Methods: Capillary blood was collected ... from a
nationally representative sample of women age 15 to 49 during the 2004
Tanzania Health Information Survey. Eighty-four percent of eligible women
gave consent for their blood to be anonymously tested for HIV antibody.
Interview data was linked ... to final test results for 5753
women. The chi-square test of association was used to examine the
bivariate relationships between potential HIV risk factors with both
circumcision and HIV status. Restricting further analyses to the 5297
women who had ever had sexual intercourse, logistic regression models were
then used to adjust circumcision status for other factors found to be
significant.
Results: By self-report, 17.7 percent of women were
circumcised. Circumcision status varied significantly by region, household
wealth, age, education, years resident, religion, years sexually active,
union status, polygamy, number of recent and lifetime sex partners, recent
injection or abnormal discharge, use of alcohol and ability to say no to
sex. In the final logistic model, circumcision remained highly significant
[O{dds} R{atio}=0.60; 95% C{onfidence} I{nterval} 0.41,0.88] while adjusted for region, household wealth, age, lifetime partners, union status, and recent ulcer.
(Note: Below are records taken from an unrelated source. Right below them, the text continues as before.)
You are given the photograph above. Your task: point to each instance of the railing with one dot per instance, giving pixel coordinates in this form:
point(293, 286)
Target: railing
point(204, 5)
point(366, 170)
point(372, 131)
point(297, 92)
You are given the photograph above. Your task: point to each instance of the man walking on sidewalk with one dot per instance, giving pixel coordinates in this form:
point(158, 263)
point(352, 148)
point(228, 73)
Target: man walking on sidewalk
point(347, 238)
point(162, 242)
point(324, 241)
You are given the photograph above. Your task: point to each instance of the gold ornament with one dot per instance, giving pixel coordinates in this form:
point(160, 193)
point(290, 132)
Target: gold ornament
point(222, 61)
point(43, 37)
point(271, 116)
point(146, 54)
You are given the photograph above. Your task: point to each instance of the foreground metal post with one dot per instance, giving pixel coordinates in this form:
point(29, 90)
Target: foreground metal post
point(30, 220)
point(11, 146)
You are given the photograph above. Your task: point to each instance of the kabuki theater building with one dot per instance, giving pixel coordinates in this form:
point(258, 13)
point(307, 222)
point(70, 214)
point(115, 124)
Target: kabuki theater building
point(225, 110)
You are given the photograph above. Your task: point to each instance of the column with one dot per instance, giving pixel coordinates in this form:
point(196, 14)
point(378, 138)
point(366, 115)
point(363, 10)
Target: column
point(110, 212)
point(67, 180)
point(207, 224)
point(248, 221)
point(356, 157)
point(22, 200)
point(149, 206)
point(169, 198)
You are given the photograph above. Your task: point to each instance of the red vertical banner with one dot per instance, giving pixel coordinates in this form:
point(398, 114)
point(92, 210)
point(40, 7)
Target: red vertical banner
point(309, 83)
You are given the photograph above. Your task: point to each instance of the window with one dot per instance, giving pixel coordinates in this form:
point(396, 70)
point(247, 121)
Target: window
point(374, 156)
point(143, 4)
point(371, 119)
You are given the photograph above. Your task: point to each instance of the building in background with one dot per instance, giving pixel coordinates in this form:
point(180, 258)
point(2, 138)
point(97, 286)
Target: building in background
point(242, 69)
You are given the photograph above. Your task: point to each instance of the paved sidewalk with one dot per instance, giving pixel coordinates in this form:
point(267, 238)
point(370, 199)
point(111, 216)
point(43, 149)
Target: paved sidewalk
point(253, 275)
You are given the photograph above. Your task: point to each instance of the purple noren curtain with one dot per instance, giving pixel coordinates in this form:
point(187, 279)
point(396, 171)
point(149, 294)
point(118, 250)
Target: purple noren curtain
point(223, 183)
Conclusions: A lowered risk of HIV infection among circumcised women was not attributable to confounding with another risk factor in these data. Anthropological
insights on female circumcision as practiced in Tanzania may shed light on
this conundrum.
Will there be Randomised Controlled Trials of 3000 HIV-negative women, where 1500 are circumcised and they see how many seroconvert - followed by calls for mass circumcision of women to prevent the spread of HIV? Of course not.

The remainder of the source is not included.